Aggregation

A key feature of analytics is reducing many values down to some summary. This act is called “aggregation” and always includes a function — for example, average or sum — that reduces values in the table to a single row.

aggregate transform

The aggregate transform takes a tuple to create one or more new columns that “distill down” data from all the rows.

  1. from invoices
  2. aggregate { sum_of_orders = sum total }

The query above computes the sum of the total column of all rows of the invoices table to produce a single value.

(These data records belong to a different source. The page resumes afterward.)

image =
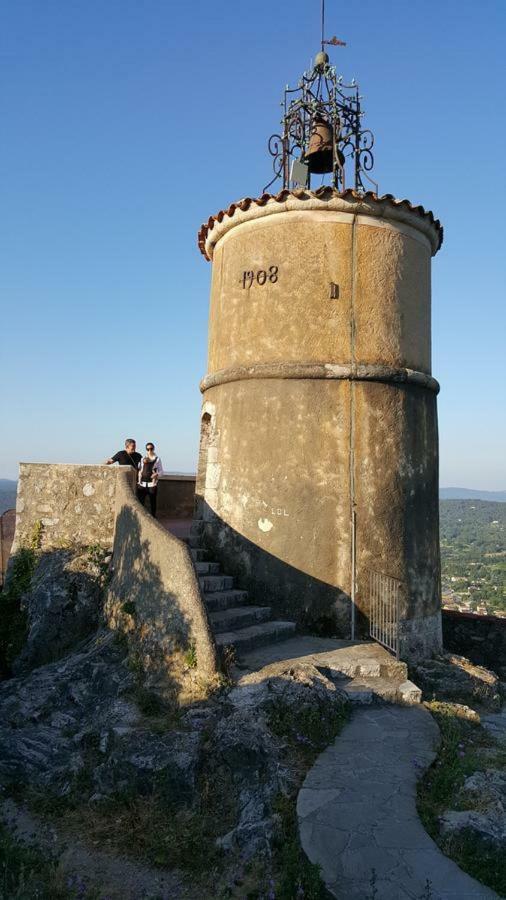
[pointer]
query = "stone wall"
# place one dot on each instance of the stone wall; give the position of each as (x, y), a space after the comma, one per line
(75, 504)
(176, 496)
(154, 596)
(7, 528)
(482, 639)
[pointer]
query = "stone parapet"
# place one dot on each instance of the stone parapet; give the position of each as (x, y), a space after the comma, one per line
(154, 596)
(74, 504)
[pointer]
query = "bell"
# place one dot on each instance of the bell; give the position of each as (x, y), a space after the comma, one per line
(319, 156)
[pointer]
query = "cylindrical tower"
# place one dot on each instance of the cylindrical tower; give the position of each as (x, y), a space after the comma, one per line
(318, 469)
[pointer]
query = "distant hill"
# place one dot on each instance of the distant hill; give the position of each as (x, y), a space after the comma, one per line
(7, 494)
(469, 494)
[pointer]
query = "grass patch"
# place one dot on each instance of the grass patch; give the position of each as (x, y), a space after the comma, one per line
(460, 755)
(309, 728)
(296, 876)
(27, 872)
(13, 618)
(155, 828)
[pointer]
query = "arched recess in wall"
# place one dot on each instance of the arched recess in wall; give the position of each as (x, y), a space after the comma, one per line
(206, 428)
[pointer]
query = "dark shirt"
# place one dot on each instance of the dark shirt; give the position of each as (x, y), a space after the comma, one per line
(127, 459)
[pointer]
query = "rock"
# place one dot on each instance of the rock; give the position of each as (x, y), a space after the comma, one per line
(488, 788)
(144, 761)
(495, 725)
(55, 711)
(490, 828)
(64, 606)
(451, 677)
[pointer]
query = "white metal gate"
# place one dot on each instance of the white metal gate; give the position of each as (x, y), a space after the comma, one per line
(384, 606)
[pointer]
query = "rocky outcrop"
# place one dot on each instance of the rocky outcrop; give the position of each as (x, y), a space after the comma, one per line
(453, 678)
(74, 728)
(486, 823)
(63, 605)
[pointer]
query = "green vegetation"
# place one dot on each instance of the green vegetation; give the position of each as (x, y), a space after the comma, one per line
(461, 754)
(307, 729)
(27, 873)
(191, 657)
(473, 553)
(13, 619)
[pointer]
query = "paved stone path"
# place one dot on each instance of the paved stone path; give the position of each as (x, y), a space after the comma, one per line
(357, 812)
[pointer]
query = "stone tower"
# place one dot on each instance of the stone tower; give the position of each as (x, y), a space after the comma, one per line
(318, 468)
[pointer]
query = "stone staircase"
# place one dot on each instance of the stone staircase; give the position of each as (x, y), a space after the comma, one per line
(235, 621)
(364, 670)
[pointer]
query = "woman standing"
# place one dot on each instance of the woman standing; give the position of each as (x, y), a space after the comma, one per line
(150, 470)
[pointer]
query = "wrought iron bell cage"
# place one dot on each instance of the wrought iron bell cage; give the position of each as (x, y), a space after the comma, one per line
(322, 132)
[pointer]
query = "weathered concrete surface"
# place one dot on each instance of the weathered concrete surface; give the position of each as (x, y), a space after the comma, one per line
(358, 819)
(154, 595)
(364, 671)
(75, 504)
(316, 407)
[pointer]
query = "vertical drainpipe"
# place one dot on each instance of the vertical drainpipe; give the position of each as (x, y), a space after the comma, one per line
(353, 514)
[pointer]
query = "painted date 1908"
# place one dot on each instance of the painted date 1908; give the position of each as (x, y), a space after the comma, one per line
(261, 277)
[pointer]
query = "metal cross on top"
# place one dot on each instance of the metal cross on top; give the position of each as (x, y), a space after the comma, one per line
(322, 130)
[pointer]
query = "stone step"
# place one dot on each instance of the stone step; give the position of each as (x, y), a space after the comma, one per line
(225, 600)
(364, 691)
(256, 635)
(211, 583)
(205, 568)
(369, 668)
(196, 528)
(198, 554)
(236, 617)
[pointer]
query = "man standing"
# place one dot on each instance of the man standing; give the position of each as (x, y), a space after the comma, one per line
(149, 473)
(126, 457)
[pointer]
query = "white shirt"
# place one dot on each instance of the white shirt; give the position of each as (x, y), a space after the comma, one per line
(157, 469)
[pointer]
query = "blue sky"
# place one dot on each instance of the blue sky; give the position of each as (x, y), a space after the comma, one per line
(126, 123)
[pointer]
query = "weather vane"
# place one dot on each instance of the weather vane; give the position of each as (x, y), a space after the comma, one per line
(322, 130)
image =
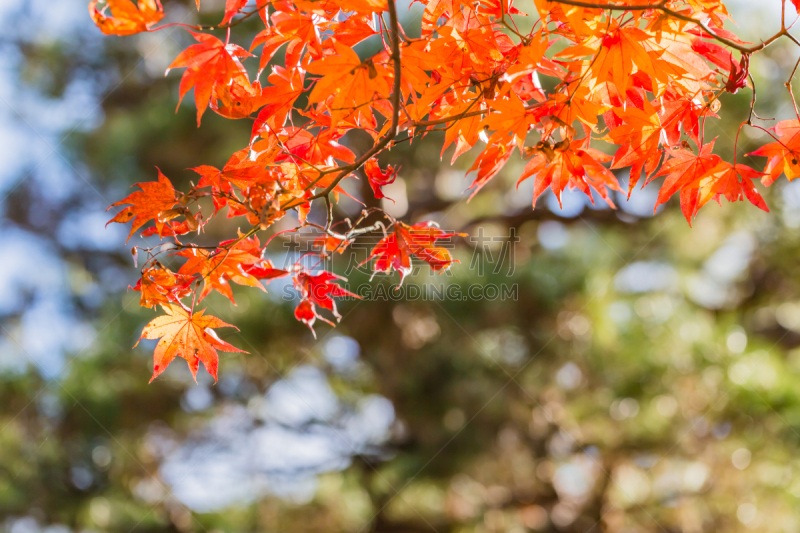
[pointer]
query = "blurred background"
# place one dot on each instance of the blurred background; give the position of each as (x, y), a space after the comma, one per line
(643, 379)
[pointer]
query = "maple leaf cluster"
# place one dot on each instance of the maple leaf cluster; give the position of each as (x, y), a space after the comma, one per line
(630, 86)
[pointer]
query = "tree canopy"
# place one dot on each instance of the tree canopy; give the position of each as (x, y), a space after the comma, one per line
(587, 89)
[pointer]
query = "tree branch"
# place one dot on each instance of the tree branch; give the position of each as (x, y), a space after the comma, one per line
(680, 16)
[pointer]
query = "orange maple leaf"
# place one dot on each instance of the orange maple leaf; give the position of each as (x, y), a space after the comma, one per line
(188, 335)
(394, 251)
(126, 17)
(784, 154)
(725, 182)
(570, 164)
(209, 64)
(684, 170)
(154, 198)
(639, 138)
(219, 266)
(159, 285)
(350, 82)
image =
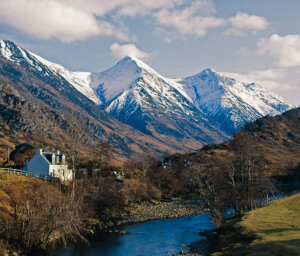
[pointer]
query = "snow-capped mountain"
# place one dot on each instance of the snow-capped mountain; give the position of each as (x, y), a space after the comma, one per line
(229, 102)
(80, 80)
(185, 113)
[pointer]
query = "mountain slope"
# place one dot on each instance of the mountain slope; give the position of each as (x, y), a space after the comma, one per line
(276, 140)
(135, 94)
(183, 113)
(229, 102)
(37, 103)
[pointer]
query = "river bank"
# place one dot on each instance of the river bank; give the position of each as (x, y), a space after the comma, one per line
(270, 230)
(136, 213)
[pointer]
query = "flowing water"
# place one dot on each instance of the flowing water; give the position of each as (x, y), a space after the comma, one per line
(155, 237)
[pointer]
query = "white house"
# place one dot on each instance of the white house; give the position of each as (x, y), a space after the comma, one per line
(52, 164)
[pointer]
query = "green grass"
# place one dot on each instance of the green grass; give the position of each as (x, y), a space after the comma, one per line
(277, 228)
(268, 231)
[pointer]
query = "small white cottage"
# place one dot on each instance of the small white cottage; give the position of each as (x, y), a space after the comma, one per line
(52, 164)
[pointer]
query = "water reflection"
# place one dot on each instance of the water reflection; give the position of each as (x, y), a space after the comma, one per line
(156, 237)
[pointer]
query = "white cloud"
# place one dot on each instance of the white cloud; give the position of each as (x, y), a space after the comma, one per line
(119, 51)
(243, 22)
(243, 51)
(285, 49)
(54, 19)
(190, 20)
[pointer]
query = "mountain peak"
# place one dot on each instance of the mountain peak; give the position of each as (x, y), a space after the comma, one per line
(131, 61)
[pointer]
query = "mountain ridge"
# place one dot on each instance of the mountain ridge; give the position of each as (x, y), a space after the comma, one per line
(182, 113)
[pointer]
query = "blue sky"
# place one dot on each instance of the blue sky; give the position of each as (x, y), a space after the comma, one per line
(254, 40)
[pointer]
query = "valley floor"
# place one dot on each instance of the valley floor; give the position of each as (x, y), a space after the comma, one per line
(268, 231)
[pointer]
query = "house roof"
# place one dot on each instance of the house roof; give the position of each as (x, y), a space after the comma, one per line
(58, 158)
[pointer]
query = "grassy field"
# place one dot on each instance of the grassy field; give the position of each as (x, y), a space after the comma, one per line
(272, 230)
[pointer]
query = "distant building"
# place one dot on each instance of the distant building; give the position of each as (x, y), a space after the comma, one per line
(49, 164)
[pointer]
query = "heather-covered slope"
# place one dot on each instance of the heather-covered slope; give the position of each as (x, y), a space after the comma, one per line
(274, 140)
(43, 108)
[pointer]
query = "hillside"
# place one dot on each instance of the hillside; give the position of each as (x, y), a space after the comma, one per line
(155, 113)
(276, 140)
(268, 231)
(43, 110)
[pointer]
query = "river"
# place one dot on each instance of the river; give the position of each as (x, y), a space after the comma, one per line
(155, 237)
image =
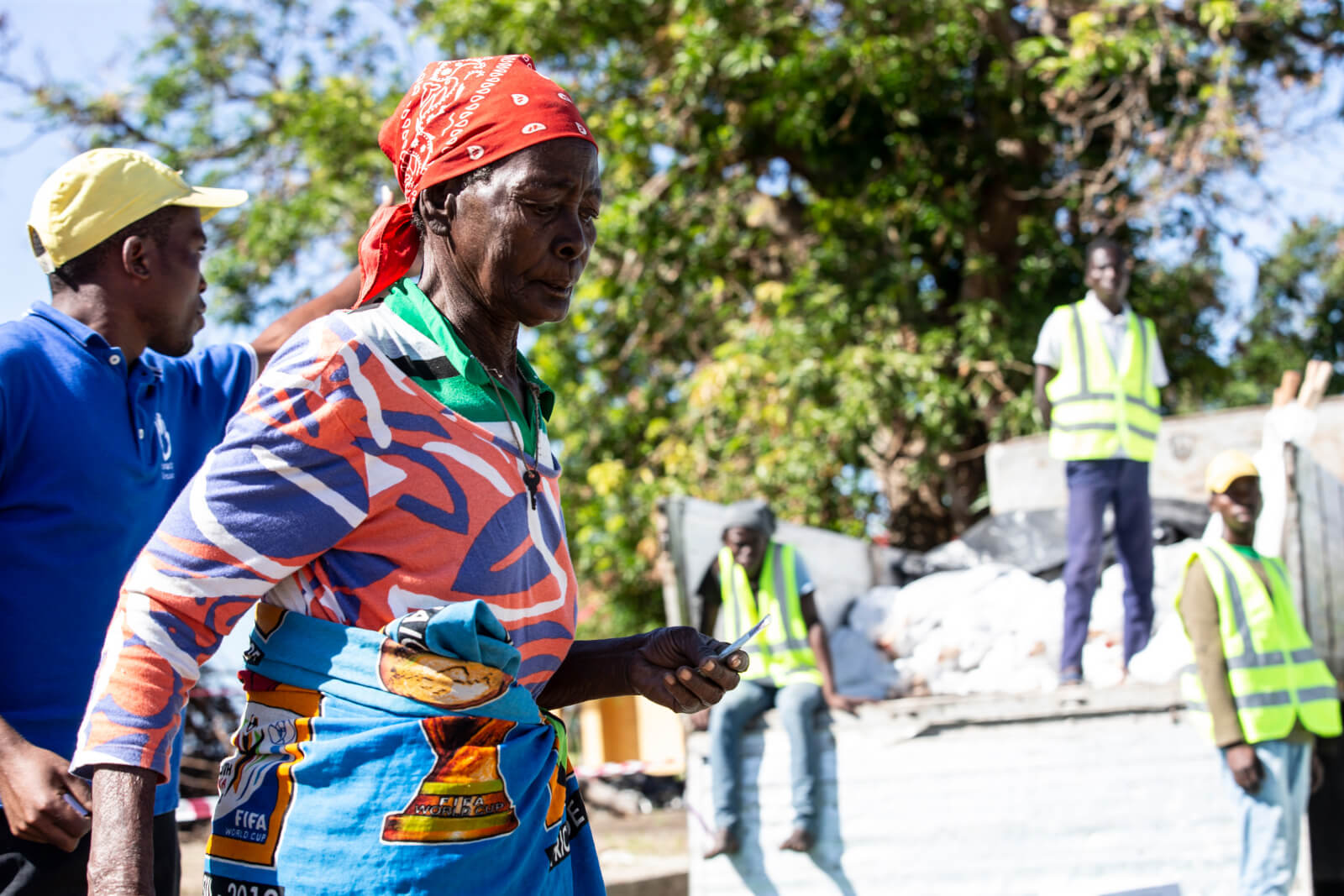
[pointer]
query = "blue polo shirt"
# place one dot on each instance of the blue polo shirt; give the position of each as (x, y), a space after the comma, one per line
(92, 454)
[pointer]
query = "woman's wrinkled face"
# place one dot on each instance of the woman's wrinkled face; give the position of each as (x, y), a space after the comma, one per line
(522, 238)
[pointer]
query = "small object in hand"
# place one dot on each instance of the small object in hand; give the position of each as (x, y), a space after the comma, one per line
(750, 633)
(76, 804)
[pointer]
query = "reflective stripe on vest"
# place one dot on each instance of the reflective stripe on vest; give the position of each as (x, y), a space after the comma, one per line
(781, 652)
(1273, 671)
(1099, 411)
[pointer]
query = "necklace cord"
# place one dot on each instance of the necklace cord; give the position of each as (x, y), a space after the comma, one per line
(531, 479)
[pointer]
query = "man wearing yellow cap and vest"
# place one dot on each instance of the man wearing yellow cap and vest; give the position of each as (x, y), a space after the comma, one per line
(1257, 685)
(1099, 369)
(105, 414)
(790, 667)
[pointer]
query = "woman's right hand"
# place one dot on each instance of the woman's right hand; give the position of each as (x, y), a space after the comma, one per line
(34, 785)
(680, 669)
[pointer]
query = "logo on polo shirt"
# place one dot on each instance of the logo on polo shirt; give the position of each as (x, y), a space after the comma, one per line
(165, 448)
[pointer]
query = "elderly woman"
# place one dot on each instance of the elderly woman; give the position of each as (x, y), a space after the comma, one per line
(389, 496)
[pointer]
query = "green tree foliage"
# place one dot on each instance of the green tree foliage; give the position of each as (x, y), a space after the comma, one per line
(831, 234)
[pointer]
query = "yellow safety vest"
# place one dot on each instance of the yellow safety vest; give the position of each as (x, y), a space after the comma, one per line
(1099, 411)
(1272, 667)
(780, 652)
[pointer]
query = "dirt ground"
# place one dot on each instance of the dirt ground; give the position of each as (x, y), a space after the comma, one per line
(631, 848)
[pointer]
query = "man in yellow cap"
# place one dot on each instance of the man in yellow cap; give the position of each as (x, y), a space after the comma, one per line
(1257, 684)
(105, 414)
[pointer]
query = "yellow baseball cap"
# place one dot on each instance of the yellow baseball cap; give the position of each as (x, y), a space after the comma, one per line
(98, 192)
(1227, 468)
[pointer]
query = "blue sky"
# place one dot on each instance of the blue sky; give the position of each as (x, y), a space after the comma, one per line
(93, 42)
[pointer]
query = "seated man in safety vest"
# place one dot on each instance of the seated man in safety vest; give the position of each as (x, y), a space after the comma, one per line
(1099, 369)
(1257, 684)
(790, 667)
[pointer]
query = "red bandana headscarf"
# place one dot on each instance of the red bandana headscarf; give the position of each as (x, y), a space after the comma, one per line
(459, 116)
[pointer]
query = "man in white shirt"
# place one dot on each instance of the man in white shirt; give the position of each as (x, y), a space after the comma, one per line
(1099, 369)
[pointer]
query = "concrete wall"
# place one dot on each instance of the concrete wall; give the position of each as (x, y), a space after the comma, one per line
(1025, 477)
(1047, 804)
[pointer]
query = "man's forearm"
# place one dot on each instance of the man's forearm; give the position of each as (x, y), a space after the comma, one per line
(591, 671)
(121, 851)
(1043, 406)
(822, 651)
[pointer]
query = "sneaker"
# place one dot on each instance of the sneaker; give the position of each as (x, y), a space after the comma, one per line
(725, 844)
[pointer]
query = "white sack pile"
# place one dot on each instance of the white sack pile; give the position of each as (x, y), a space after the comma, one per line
(996, 629)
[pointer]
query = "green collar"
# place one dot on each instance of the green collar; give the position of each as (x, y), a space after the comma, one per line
(407, 300)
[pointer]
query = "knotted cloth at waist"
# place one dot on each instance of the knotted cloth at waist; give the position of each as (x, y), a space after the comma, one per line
(407, 761)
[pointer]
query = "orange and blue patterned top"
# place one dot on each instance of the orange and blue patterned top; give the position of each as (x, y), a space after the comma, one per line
(347, 492)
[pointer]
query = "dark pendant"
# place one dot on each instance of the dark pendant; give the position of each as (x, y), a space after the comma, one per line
(531, 479)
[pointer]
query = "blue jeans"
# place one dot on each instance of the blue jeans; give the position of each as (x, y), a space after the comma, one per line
(1092, 486)
(797, 705)
(1270, 820)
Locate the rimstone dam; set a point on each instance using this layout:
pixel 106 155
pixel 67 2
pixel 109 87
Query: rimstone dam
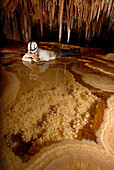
pixel 58 114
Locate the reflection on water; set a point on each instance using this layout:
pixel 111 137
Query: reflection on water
pixel 54 101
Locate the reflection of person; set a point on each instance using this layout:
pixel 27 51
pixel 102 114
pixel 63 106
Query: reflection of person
pixel 35 54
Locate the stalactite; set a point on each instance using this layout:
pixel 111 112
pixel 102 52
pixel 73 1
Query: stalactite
pixel 77 13
pixel 61 7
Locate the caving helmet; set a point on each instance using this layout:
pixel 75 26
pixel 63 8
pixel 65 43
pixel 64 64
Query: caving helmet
pixel 32 47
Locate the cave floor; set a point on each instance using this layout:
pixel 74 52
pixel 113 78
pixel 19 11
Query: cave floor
pixel 54 101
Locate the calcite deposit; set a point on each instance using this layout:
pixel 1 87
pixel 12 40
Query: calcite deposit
pixel 61 117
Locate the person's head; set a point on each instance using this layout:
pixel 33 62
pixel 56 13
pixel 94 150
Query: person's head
pixel 33 48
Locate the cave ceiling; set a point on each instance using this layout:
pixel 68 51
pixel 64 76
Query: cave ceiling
pixel 18 17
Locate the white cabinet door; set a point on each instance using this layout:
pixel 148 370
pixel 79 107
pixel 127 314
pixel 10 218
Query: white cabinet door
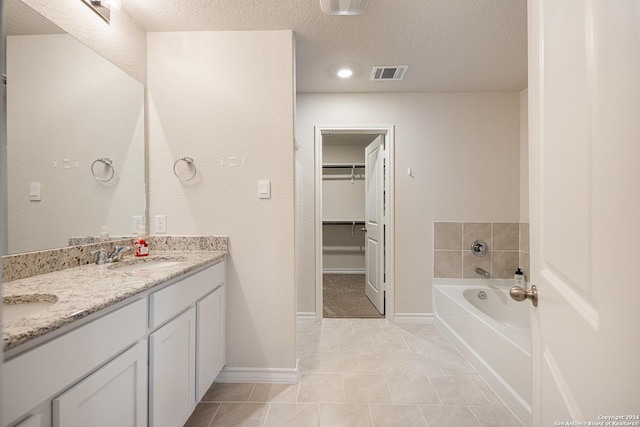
pixel 211 340
pixel 115 395
pixel 32 421
pixel 172 371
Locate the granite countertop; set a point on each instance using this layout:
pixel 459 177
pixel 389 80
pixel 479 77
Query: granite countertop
pixel 87 289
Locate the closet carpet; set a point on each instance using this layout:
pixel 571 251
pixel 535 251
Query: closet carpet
pixel 343 296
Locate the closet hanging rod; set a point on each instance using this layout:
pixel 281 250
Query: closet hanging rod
pixel 330 222
pixel 343 166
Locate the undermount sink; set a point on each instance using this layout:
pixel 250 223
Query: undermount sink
pixel 144 264
pixel 21 306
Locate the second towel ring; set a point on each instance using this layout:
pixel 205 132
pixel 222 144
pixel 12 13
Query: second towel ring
pixel 190 164
pixel 108 163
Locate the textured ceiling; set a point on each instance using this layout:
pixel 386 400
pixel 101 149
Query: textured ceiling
pixel 449 45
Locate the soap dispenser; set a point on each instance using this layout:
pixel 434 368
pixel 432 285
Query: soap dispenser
pixel 141 246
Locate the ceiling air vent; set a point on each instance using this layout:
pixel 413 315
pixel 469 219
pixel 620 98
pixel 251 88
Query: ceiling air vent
pixel 395 72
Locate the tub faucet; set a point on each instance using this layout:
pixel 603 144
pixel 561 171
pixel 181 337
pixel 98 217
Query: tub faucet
pixel 484 273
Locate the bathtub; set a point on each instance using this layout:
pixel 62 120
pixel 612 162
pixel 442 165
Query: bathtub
pixel 493 332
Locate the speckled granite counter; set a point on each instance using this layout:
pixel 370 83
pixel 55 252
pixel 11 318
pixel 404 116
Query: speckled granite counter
pixel 84 290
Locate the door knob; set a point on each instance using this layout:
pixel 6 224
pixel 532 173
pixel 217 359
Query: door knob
pixel 520 294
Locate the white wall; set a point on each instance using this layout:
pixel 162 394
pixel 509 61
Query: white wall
pixel 213 96
pixel 58 109
pixel 123 42
pixel 463 149
pixel 524 156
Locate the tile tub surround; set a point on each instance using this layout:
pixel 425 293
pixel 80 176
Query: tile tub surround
pixel 363 372
pixel 20 266
pixel 84 290
pixel 508 249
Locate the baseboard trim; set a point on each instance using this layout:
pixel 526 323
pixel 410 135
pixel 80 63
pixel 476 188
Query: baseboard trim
pixel 342 271
pixel 413 318
pixel 260 375
pixel 306 316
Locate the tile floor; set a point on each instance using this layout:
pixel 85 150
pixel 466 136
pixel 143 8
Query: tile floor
pixel 363 372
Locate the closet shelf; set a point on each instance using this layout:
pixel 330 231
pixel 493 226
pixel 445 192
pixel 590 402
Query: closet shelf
pixel 342 221
pixel 342 165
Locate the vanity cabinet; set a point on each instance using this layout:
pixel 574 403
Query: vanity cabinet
pixel 186 351
pixel 172 371
pixel 211 349
pixel 32 379
pixel 144 363
pixel 114 395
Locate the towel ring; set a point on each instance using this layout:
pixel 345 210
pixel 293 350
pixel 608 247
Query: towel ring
pixel 108 163
pixel 189 162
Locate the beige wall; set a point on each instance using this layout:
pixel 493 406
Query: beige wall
pixel 463 149
pixel 524 155
pixel 102 118
pixel 214 96
pixel 123 42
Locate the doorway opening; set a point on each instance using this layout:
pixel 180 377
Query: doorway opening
pixel 354 222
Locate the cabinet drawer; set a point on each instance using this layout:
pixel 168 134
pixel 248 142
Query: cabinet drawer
pixel 38 374
pixel 168 302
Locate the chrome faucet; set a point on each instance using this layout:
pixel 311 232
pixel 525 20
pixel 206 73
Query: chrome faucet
pixel 102 257
pixel 118 252
pixel 483 272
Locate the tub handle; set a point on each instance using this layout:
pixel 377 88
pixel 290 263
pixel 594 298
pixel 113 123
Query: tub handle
pixel 521 294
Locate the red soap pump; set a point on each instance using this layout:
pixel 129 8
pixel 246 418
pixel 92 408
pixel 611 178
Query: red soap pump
pixel 141 246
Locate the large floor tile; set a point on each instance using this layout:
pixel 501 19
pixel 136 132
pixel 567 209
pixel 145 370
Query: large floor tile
pixel 240 415
pixel 397 416
pixel 458 390
pixel 202 415
pixel 345 416
pixel 292 415
pixel 495 416
pixel 366 389
pixel 274 393
pixel 221 392
pixel 411 389
pixel 321 388
pixel 449 416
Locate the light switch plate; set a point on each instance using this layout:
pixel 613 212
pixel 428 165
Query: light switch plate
pixel 161 224
pixel 138 221
pixel 264 189
pixel 35 191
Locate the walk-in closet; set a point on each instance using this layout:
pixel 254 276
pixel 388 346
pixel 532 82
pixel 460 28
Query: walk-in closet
pixel 343 226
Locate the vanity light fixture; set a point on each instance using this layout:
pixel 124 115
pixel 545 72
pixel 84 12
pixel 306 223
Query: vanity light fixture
pixel 345 72
pixel 343 7
pixel 103 7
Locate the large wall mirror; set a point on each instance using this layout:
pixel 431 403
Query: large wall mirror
pixel 75 138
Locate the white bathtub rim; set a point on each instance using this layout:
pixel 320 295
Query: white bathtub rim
pixel 522 342
pixel 509 396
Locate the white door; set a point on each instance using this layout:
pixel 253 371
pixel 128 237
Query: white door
pixel 374 223
pixel 584 83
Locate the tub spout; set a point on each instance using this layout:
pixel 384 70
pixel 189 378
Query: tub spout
pixel 484 273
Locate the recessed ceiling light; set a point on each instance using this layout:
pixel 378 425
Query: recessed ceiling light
pixel 343 7
pixel 345 72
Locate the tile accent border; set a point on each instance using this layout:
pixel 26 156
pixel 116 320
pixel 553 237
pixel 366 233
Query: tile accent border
pixel 28 264
pixel 508 249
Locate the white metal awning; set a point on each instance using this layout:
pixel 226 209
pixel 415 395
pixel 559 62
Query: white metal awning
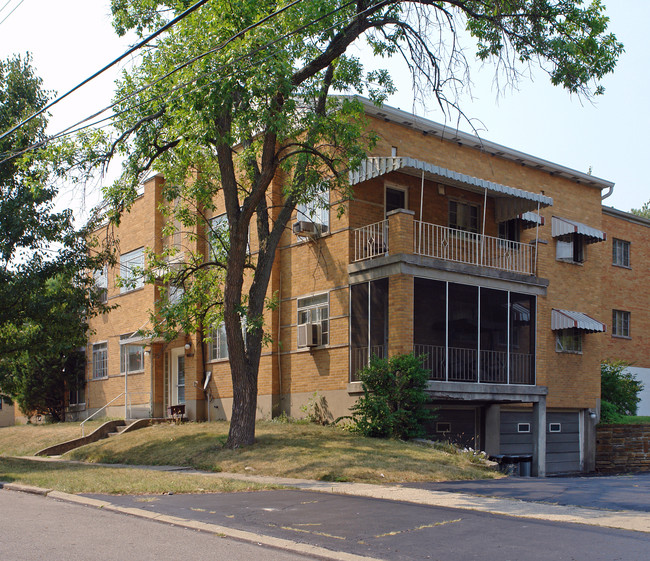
pixel 510 201
pixel 561 227
pixel 565 319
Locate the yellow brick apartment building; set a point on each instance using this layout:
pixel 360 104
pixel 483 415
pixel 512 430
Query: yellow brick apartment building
pixel 491 264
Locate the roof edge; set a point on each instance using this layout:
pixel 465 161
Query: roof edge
pixel 445 132
pixel 624 215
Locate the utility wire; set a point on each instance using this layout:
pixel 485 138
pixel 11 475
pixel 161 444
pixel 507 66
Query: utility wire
pixel 176 69
pixel 7 16
pixel 71 129
pixel 109 65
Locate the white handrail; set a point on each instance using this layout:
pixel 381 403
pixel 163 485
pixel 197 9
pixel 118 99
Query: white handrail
pixel 98 410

aggregate can produce multiple summaries at once when one or more aggregation expressions are contained in a tuple. aggregate discards all columns that are not present in the tuple.

  1. from invoices
  2. aggregate {
  3. num_orders = count this,
  4. sum_of_orders = sum total,
  5. }

In the example above, the result is a single row with two columns. The count function displays the number of rows in the table that was passed in; the sum function adds up the values of the total column of all rows.

Grouping

Suppose we want to produce summaries of invoices for each city in the table. We could create a query for each city, and aggregate its rows:

  1. from albums
  2. filter billing_city == "Oslo"
  3. aggregate { sum_of_orders = sum total }

But we would need to do it for each city: London, Frankfurt, etc. Of course this is repetitive (and boring) and error prone (because we would need to type each billing_city by hand). Moreover, we would need to create a list of each billing_city before we started.

group transform

The group transform separates the table into groups (say, those having the same city) using information that’s already in the table. It then applies a transform to each group, and combines the results back together:

  1. from invoices
  2. group billing_city (
  3. aggregate {
  4. num_orders = count this,
  5. sum_of_orders = sum total,
  6. }
  7. )

Those familiar with SQL have probably noticed that we just decoupled aggregation from grouping.

Although these operations are connected in SQL, PRQL makes it straightforward to use group and aggregate separate from each other, while combining with other transform functions, such as:

  1. from invoices
  2. group billing_city (
  3. take 2
  4. )

This code collects the first two rows for each city’s group.